La revendication d'une forme de naturel fait son apparition : le corset s'assouplit.
Le XIXe siècle apporte de nombreuses transformations. La gymnastique fait son apparition, la respiration et la musculature sont indissociables de la beauté, qui se traduit notamment par le buste, sa tenue. Pas de beauté féminine sans les hanches, sans une chevelure lourde, opulente. La beauté masculine quand à elle prend différentes formes : l'homme sportif, en pleine forme, mais aussi le dandy. Les glaces se répandent, on peut se scruter, travailler son apparence. Certaines parties du corps se montrent davantage, comme les jambes. Les grands magasins, le commerce qui se développe, se mettent au service de la beauté, les produits se démultiplient, sont promus par la publicité.

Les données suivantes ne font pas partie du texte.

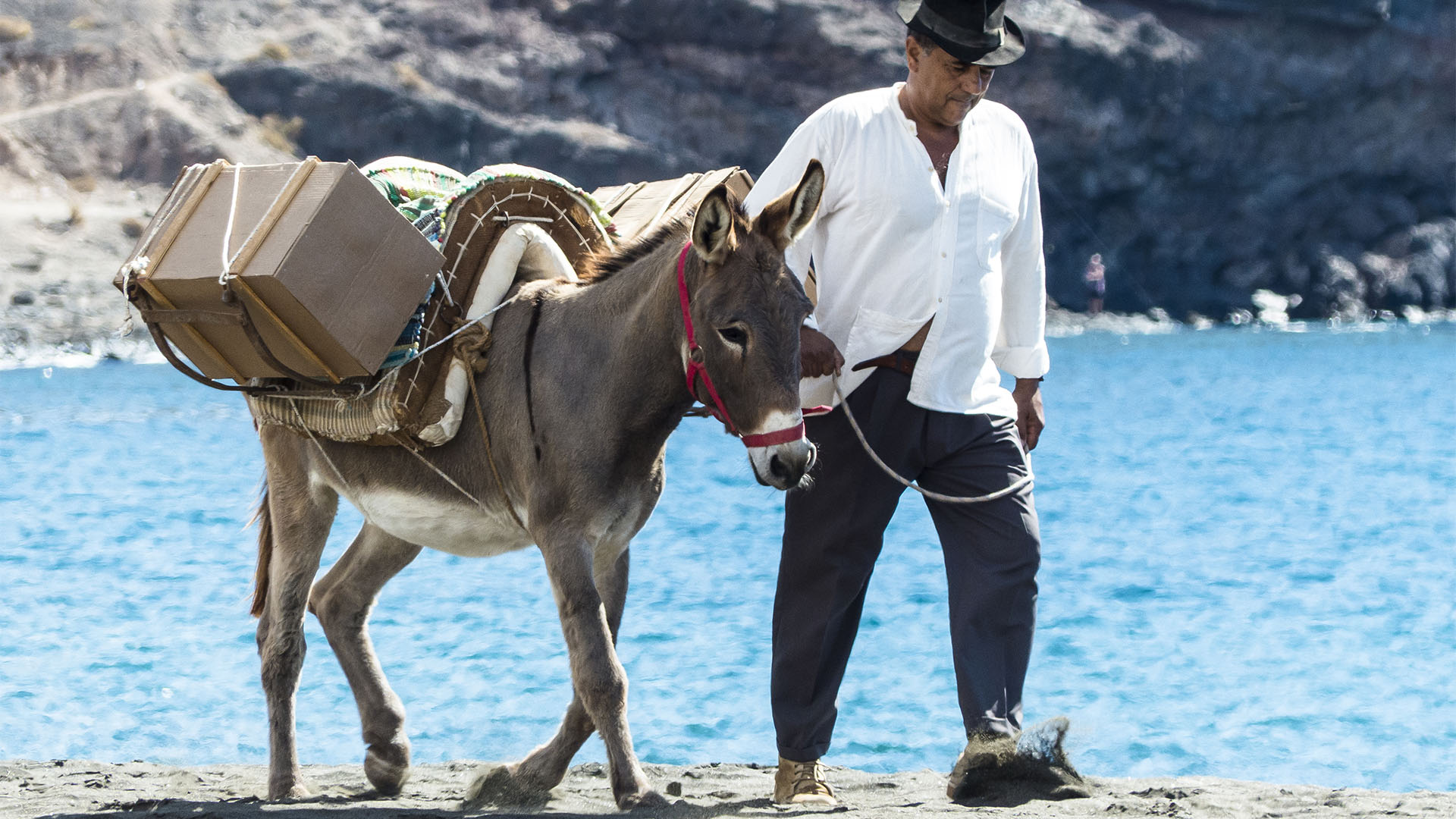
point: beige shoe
(801, 783)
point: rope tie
(471, 344)
(1025, 482)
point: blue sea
(1250, 572)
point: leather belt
(900, 362)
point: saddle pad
(639, 207)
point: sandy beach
(30, 789)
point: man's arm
(1021, 346)
(1030, 417)
(817, 354)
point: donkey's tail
(264, 519)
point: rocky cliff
(1207, 149)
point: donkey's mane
(603, 264)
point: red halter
(696, 368)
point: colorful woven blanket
(422, 193)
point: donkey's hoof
(642, 800)
(386, 765)
(498, 786)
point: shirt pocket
(995, 222)
(877, 334)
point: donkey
(585, 384)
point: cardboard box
(327, 268)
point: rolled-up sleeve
(1021, 344)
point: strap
(695, 353)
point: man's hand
(817, 354)
(1030, 417)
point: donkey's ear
(785, 219)
(712, 228)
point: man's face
(944, 88)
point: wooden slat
(265, 224)
(293, 338)
(156, 295)
(185, 209)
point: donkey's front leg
(296, 526)
(596, 673)
(343, 602)
(546, 767)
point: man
(929, 278)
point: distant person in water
(930, 289)
(1095, 281)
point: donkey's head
(747, 308)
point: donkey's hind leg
(296, 523)
(546, 767)
(343, 602)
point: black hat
(971, 31)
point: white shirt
(892, 248)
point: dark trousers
(833, 532)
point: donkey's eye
(734, 335)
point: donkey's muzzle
(788, 464)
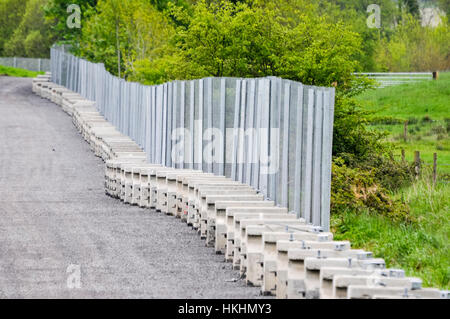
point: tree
(33, 36)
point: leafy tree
(413, 47)
(11, 12)
(122, 31)
(32, 37)
(56, 13)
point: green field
(421, 248)
(21, 73)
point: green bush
(359, 190)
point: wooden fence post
(434, 168)
(417, 163)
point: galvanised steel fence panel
(273, 134)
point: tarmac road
(56, 219)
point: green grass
(426, 106)
(9, 71)
(422, 249)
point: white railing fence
(273, 134)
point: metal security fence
(398, 78)
(273, 134)
(30, 64)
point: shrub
(427, 119)
(358, 190)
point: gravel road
(56, 219)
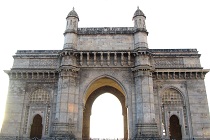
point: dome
(138, 13)
(73, 14)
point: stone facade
(153, 85)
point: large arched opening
(99, 87)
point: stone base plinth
(147, 131)
(63, 131)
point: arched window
(172, 97)
(40, 96)
(175, 128)
(36, 127)
(172, 100)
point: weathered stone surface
(152, 85)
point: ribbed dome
(138, 13)
(73, 14)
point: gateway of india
(162, 91)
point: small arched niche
(36, 127)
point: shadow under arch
(88, 105)
(104, 80)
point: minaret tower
(70, 34)
(140, 35)
(146, 126)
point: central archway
(88, 105)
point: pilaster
(146, 126)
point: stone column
(67, 104)
(146, 126)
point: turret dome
(73, 13)
(138, 13)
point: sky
(40, 24)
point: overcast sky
(39, 25)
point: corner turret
(70, 33)
(140, 35)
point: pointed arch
(39, 95)
(175, 128)
(104, 80)
(171, 89)
(36, 127)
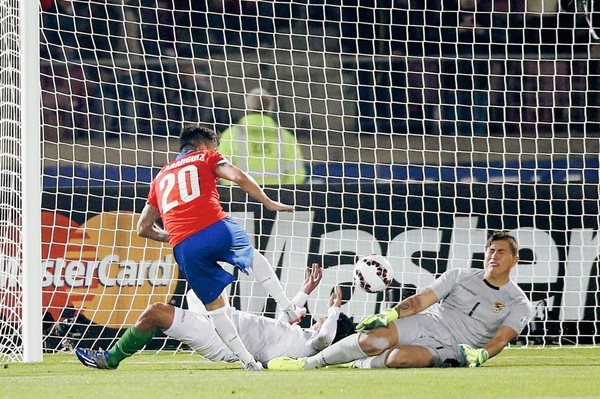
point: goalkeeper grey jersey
(472, 310)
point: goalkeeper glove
(377, 320)
(473, 357)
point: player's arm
(416, 303)
(328, 329)
(503, 336)
(247, 183)
(312, 279)
(475, 357)
(146, 225)
(408, 307)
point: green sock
(131, 342)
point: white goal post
(20, 179)
(422, 127)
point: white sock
(372, 362)
(265, 275)
(226, 330)
(343, 351)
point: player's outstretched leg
(97, 359)
(287, 363)
(226, 330)
(265, 275)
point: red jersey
(185, 192)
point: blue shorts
(198, 255)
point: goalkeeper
(463, 318)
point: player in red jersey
(184, 194)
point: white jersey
(472, 310)
(264, 338)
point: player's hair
(344, 329)
(194, 135)
(504, 235)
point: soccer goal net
(403, 128)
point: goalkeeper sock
(265, 275)
(372, 362)
(343, 351)
(228, 333)
(131, 342)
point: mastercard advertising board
(102, 270)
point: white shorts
(422, 330)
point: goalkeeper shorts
(422, 330)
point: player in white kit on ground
(265, 338)
(463, 318)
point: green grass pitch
(516, 373)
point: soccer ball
(373, 273)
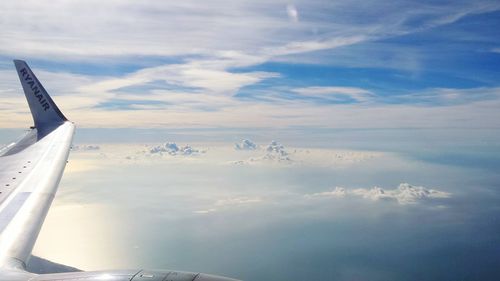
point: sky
(335, 140)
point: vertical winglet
(45, 113)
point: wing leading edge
(30, 171)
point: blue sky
(259, 63)
(387, 111)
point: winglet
(46, 114)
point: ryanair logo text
(35, 89)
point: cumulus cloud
(245, 145)
(274, 153)
(336, 192)
(230, 202)
(171, 148)
(404, 194)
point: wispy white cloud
(336, 93)
(171, 148)
(292, 12)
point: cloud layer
(404, 194)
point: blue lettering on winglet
(35, 89)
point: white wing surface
(30, 171)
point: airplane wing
(30, 171)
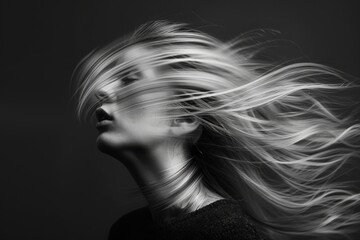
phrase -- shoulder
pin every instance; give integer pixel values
(224, 219)
(227, 220)
(136, 224)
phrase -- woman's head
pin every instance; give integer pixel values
(256, 132)
(156, 84)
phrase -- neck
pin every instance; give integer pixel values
(170, 182)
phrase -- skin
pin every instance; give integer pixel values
(145, 143)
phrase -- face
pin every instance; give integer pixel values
(126, 127)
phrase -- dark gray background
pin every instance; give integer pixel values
(54, 183)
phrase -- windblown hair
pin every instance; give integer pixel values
(274, 136)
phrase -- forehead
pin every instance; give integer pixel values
(142, 58)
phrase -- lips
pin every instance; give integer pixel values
(101, 115)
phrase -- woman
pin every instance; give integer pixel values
(222, 145)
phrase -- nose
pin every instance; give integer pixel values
(106, 93)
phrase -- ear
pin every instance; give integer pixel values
(185, 127)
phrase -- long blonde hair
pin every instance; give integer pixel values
(272, 136)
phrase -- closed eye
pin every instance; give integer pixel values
(129, 79)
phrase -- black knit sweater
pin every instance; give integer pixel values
(223, 219)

Le XXe siècle met l'accent sur la volonté : la beauté se travaille, s'achète aussi, les hommes sont aussi concernés que les femmes. L'androgynie et l'idéologie du bien être affichées, cachent une forme d'injonction, à trouver certes sa beauté propre, mais sans laisser aller. D'où l'explosion du marché des produits, des services.
C'est très intéressant par moments, mais je trouve que c'est tout de même très survolé sur certains points, en particulier au vingtième siècle, au cours duquel des visions différentes existent, sans oublier des aspects idéologiques, assez peu abordés. Il manque peut-être le choix d'un angle d'attaque précis, pour cerner un concept polysémique et très riche, qui ne peut être appréhender dans un livre de cette taille que de manière partielle.